Aponye and wife attending a social gathering.

He said this will help them separate ownership from control. He said this helps them manage businesses professionally. You don’t mix your family, your friends and your loved ones in business without ensuring professionalism and standardization of all operations, he said in the interview. 

“That’s why you see some of our enterprises die with their founders because they didn’t separate the ownership with the control. Of course, that means control dies with the ownership. That is something which we need to work on,” he said.

The financing question 

The other challenge that family businesses face after the death of the founder is financing. Dr Muhumuza stresses that most founders finance their businesses basing on loans from friends and relatives or business acquaintances. In this case, if the initial owner or founder is absent, nobody is ready and willing to lend money to those running the business.

“These people used to lend money to the business because they knew the person who founded it. Now when the financers withdraw, business collapses,” Dr Muhumuza elaborated.  

On this, Dr Rogers Matama, the author of the book Family Business Governance also the Head of the Logistics Management department at MUBS, agrees with Dr Muhumuza. He says many family businesses use friends for social capital which affects the business when they are gone.

Products by Aponye such as Ugali has been bought by relief agencies to donate to people.

Another challenge related to the financing issue is the market. Usually, the market of the business is only known to the founder of the business. This, Dr Muhumuza said, happens when the founder has not institutionalized the business. 

Train your children 

Well aware of the problem at hand, Dr Muhumuza has called upon business founders to train their children how to manage these empires.

He said that once children become employees of the business, and it succeeds and generates dividends at the end of the year, they can utilize that well as owners.

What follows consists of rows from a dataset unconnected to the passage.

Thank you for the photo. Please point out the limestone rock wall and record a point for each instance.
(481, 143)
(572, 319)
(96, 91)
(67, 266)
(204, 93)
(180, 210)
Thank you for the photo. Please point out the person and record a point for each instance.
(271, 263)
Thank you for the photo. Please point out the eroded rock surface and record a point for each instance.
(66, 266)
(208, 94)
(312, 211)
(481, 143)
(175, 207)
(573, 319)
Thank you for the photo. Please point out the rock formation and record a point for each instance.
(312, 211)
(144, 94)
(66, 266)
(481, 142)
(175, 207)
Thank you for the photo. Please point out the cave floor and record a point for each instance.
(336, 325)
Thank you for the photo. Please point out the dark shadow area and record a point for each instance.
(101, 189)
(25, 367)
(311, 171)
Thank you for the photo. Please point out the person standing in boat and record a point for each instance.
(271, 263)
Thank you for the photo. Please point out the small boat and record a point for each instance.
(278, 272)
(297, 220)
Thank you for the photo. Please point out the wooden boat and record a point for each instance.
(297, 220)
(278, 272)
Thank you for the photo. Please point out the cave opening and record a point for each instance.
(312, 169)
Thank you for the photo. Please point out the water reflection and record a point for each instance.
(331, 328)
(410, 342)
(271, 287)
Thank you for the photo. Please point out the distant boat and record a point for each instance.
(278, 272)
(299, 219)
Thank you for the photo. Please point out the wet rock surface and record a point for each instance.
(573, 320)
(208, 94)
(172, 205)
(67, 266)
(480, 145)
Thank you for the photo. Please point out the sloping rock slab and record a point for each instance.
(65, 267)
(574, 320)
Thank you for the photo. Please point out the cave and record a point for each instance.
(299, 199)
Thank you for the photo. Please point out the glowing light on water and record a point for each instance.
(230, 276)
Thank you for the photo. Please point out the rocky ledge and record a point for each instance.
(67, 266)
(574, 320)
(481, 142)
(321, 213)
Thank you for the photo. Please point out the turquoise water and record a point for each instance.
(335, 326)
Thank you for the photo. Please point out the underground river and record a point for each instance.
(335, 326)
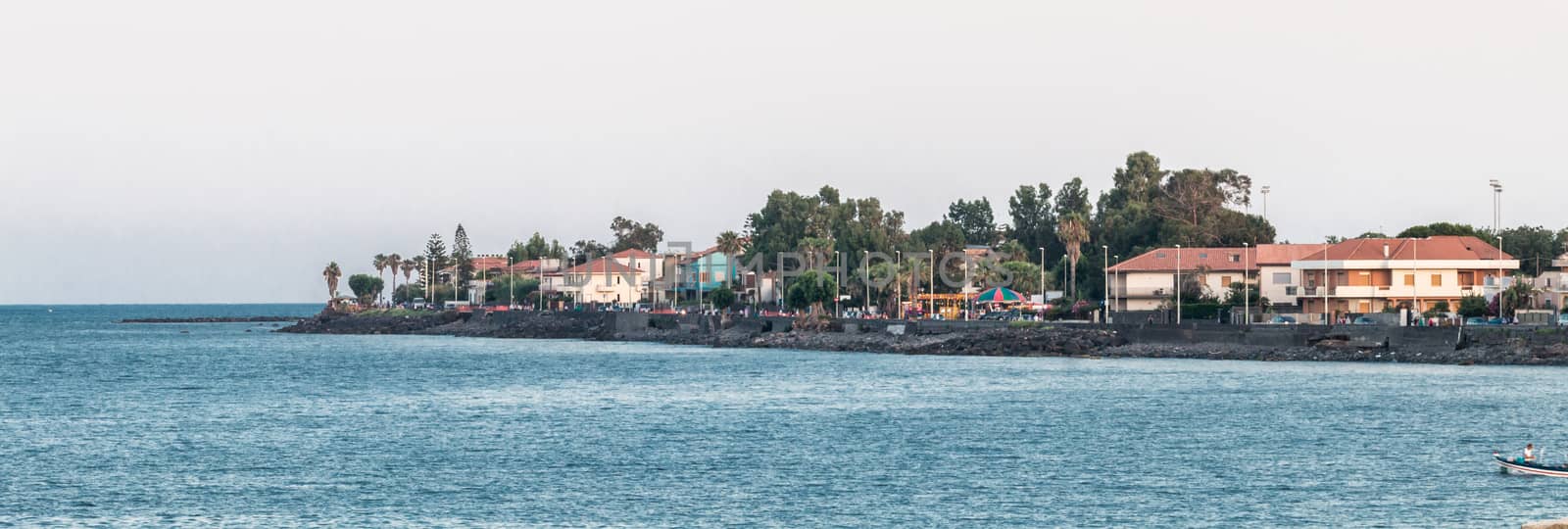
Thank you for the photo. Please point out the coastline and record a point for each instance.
(1431, 345)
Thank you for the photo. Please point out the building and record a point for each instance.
(1368, 275)
(705, 271)
(1149, 280)
(1277, 279)
(601, 280)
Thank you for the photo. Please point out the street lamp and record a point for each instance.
(1118, 283)
(1042, 274)
(1104, 301)
(1247, 288)
(1178, 283)
(898, 267)
(866, 279)
(1266, 204)
(1496, 227)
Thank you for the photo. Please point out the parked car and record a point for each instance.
(1005, 314)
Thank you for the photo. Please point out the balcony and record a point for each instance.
(1144, 291)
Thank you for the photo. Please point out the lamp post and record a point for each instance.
(866, 280)
(1415, 277)
(838, 283)
(1496, 229)
(1104, 301)
(898, 266)
(1042, 274)
(1178, 283)
(1325, 283)
(1117, 293)
(1266, 202)
(1247, 288)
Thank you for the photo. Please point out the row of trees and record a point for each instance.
(1534, 246)
(1045, 229)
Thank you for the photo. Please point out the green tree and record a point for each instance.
(381, 262)
(1073, 232)
(976, 219)
(365, 287)
(1026, 277)
(635, 235)
(331, 274)
(1034, 222)
(587, 249)
(1446, 229)
(510, 288)
(1239, 293)
(1073, 199)
(721, 298)
(1534, 246)
(811, 290)
(435, 254)
(463, 256)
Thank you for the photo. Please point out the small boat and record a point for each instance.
(1518, 465)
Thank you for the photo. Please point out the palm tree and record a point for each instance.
(380, 262)
(392, 264)
(331, 274)
(1073, 233)
(408, 269)
(729, 245)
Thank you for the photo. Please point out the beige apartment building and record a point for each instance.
(1368, 275)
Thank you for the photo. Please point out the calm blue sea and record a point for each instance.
(167, 424)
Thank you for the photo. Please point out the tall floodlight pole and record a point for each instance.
(1247, 288)
(1496, 229)
(898, 267)
(1266, 204)
(1042, 274)
(1325, 283)
(1178, 283)
(838, 285)
(1104, 301)
(1415, 277)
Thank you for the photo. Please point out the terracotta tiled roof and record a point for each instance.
(603, 266)
(632, 254)
(1445, 248)
(1214, 259)
(483, 264)
(1285, 254)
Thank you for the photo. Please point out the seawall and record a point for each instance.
(1194, 340)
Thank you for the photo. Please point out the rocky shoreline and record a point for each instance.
(990, 342)
(214, 319)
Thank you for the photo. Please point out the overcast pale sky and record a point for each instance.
(223, 152)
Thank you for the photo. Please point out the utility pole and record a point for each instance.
(1178, 283)
(1247, 288)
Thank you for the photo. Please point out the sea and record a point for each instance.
(234, 424)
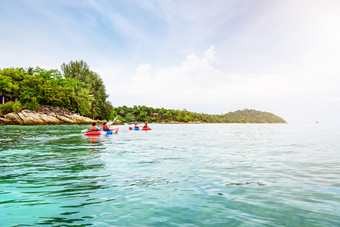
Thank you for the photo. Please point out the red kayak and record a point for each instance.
(97, 133)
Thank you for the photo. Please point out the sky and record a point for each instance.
(211, 56)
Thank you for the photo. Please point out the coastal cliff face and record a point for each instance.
(46, 115)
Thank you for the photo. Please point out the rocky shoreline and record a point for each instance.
(46, 115)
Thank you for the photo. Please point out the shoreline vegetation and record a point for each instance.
(77, 95)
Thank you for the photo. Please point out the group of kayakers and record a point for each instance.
(137, 126)
(94, 127)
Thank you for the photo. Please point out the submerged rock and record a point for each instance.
(46, 115)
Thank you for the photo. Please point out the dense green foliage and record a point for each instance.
(149, 114)
(43, 87)
(83, 91)
(100, 107)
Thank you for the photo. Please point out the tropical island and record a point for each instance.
(77, 95)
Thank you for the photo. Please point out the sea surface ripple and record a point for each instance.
(185, 174)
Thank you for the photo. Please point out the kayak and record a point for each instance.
(97, 133)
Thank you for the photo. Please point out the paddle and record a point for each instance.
(111, 122)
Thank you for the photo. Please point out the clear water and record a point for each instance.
(188, 175)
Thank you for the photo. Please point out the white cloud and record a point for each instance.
(198, 84)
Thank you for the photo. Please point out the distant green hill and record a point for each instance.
(149, 114)
(251, 116)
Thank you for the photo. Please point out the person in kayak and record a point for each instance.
(94, 127)
(105, 127)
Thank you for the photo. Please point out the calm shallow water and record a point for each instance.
(188, 175)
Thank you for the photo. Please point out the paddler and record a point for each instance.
(94, 127)
(105, 127)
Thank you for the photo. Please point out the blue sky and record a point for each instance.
(205, 56)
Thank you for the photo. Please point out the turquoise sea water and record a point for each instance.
(174, 175)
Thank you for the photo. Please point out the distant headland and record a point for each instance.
(77, 95)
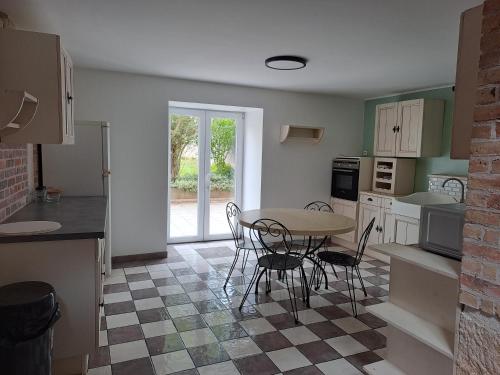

“Owners have to institutionalize business relations. Your providers of inputs and the markets where you sell shouldn’t be based on you as a person all the time. For example, if you have a deal to supply a certain ministry, is it the company they contact and know or do you come in as a person? Because the day you are not there, they will contract another person,” Muhumuza stressed. 

Will Aponye survive? 

At the time of his passing, Aponye’s business empire was being managed by his son, Harold Byamugisha, as the Managing Director. It should be assumed that Byamugisha has learnt enough from his father to sustain the business for another generation. 

The family will have to drive forward without Aponye to ensure the business survives for another generation.

Byamaugisha, his mother and the sibling will have to look no further than the Mulwana Group, a family conglomerate growing bigger since the demise of the founder James Mulwana in January 2013.

Mulwana, also rising from a humble background in the suburbs of Kampala, embarked on setting up what would become Mulwana Group in 1961 at the age of 25 when he partnered with people who helped him establish Associated Battery Manufacturers Limited, the current-day Uganda Batteries Limited. 

Mulwana would later establish Nice House of Plastics Limited in 1970 to manufacture plastic products; Jesa Mixed Farm Limited in 1988; Nsimbe Estate Limited in 1992 to grow, process, and export cut flowers; Jesa Farm Dairy in 1994, a company that pasteurizes, processes and packages milk for sell; and Jesa Investments Limited, a commercial real estate development company established in 2002. 

At the moment, Mulwana’s daughter Barbara is in charge of the Group, and all is well. Other family-based businesses the Aponye family can look out for inspiration and lessons are Madhvani Group, Mehta Group, Simba Group, Mukwano Group and Ruparelia Group.